Mit durchgedrücktem Rücken und weit ausholenden Schritten überquert Roswitha den Hof. Sie strahlt Energie aus, ist gewohnt, hier, an diesem Ort, Macht auszuüben. Blitzschnell lässt sie ihre Blicke kritisch über die Aufbauten gleiten.
„Das sieht ja schon ganz gut aus. Denke, das kann alles so bleiben. Wann kommen die Gäste?“
„Eigentlich müssten die ersten jetzt langsam eintrudeln.“
„Gut. Karla, räum die Klappstühle noch weg. Was haben die hier auf dem Boden überhaupt zu suchen? Ach ja, und hier sind noch Berge von Knabberzeug. Pack die noch in irgendeine Schale, was weiß ich.“ Mit ausgestrecktem Arm hält sie Karla die Einkaufstasche entgegen, ohne die Frau dabei anzusehen.
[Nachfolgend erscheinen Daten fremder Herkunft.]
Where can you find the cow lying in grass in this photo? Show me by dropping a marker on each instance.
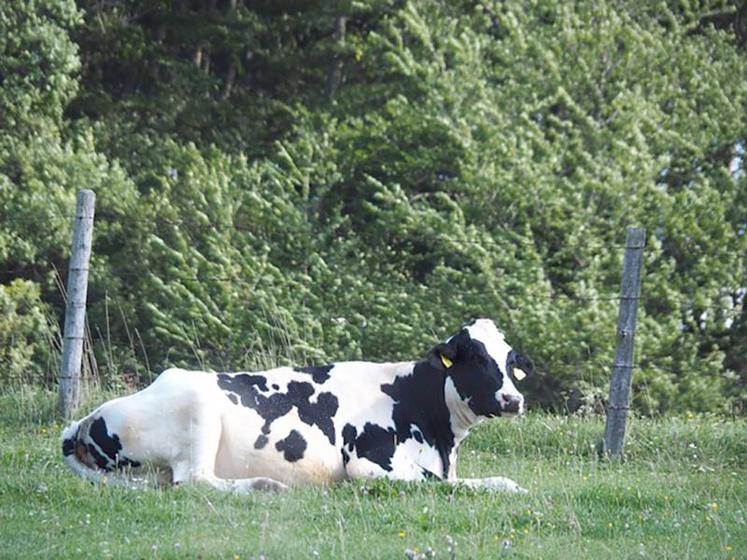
(311, 425)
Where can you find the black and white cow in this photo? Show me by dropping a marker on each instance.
(295, 426)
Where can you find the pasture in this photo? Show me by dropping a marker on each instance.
(679, 494)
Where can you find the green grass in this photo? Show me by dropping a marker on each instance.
(680, 494)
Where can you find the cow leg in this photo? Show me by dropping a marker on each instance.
(492, 483)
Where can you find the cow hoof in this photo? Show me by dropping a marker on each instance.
(268, 485)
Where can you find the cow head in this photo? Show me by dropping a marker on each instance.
(480, 369)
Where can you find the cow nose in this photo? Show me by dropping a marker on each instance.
(511, 403)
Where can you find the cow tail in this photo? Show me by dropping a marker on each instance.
(76, 453)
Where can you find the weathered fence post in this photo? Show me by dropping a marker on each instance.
(75, 311)
(622, 373)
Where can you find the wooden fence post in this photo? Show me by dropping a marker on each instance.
(622, 373)
(75, 311)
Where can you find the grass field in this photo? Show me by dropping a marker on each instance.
(680, 494)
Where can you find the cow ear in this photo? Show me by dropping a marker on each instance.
(519, 365)
(443, 355)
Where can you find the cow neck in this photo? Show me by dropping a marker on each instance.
(419, 401)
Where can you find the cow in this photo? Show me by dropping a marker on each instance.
(288, 427)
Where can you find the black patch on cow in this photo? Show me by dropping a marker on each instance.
(109, 446)
(377, 445)
(319, 374)
(261, 442)
(98, 458)
(68, 446)
(125, 462)
(292, 446)
(250, 389)
(419, 400)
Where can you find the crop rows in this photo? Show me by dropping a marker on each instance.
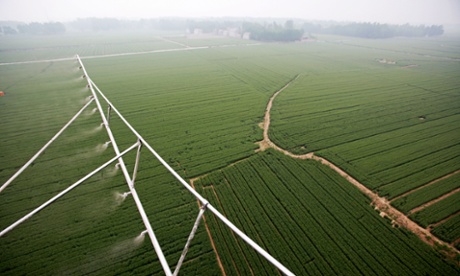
(200, 110)
(438, 211)
(310, 219)
(427, 193)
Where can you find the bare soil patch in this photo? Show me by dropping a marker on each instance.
(429, 203)
(428, 184)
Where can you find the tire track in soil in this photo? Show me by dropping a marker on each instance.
(429, 203)
(380, 203)
(428, 184)
(431, 226)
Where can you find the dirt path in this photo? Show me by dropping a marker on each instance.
(428, 184)
(380, 203)
(429, 203)
(431, 226)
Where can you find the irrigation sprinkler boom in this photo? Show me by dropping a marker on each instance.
(130, 180)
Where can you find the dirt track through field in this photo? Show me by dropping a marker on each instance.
(380, 203)
(428, 184)
(429, 203)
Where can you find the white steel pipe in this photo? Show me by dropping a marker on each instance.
(45, 146)
(136, 164)
(235, 229)
(38, 209)
(189, 240)
(140, 208)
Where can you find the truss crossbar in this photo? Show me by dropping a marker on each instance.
(211, 208)
(189, 240)
(130, 181)
(45, 146)
(147, 224)
(71, 187)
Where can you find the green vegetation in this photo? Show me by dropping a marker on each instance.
(450, 230)
(319, 223)
(438, 211)
(427, 193)
(392, 128)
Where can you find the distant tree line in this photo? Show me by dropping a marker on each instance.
(35, 28)
(273, 32)
(375, 30)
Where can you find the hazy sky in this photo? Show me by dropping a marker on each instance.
(386, 11)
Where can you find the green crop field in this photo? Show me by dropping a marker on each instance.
(394, 127)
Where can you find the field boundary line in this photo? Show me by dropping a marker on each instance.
(431, 202)
(425, 185)
(381, 204)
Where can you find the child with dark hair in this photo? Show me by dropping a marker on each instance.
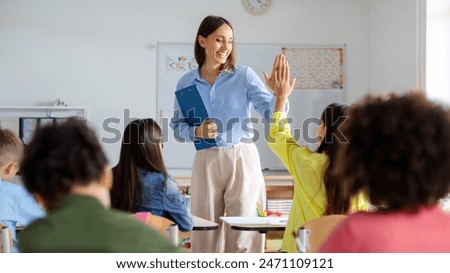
(17, 206)
(66, 169)
(398, 154)
(141, 182)
(316, 191)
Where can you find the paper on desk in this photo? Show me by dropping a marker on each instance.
(254, 220)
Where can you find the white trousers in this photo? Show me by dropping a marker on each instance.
(227, 181)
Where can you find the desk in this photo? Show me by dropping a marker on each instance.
(254, 223)
(203, 224)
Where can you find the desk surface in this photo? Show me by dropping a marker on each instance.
(254, 223)
(203, 224)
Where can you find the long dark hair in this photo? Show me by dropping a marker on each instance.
(141, 150)
(209, 25)
(332, 117)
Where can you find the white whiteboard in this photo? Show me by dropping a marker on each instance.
(174, 60)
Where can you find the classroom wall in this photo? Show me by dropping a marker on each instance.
(102, 53)
(393, 45)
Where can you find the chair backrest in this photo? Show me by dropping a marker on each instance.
(159, 223)
(6, 242)
(320, 228)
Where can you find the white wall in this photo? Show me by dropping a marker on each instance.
(101, 53)
(393, 45)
„Herbert möchte gerne ein paar Stühle in Reichweite haben und ich denke, dass er als Chef hier die Entscheidungen trifft. Oder willst du die Führung der Werkstatt jetzt auch nach außenhin übernehmen? Wo steckt dein Mann überhaupt? Wir haben ihn noch nicht zu Gesicht bekommen.“ Karlas Stimme ist klar, hell, laut. Provozierend ignoriert sie Roswithas ausgestreckten Arm, nimmt die Tasche nicht entgegen. Aufreizend langsam schiebt sie mit der Fußspitze einen der Klappstühle zentimeterweise über den Asphalt. Herausfordernd sucht sie Blickkontakt zu Roswitha, die ruckartig den Kopf in den Nacken wirft. Das eintretende Schweigen gleicht einem Kräftemessen der beiden ungleichen Frauen. Es ist Roswitha anzusehen, dass sie hart um eine Entscheidung für ihr weiteres Vorgehen ringt.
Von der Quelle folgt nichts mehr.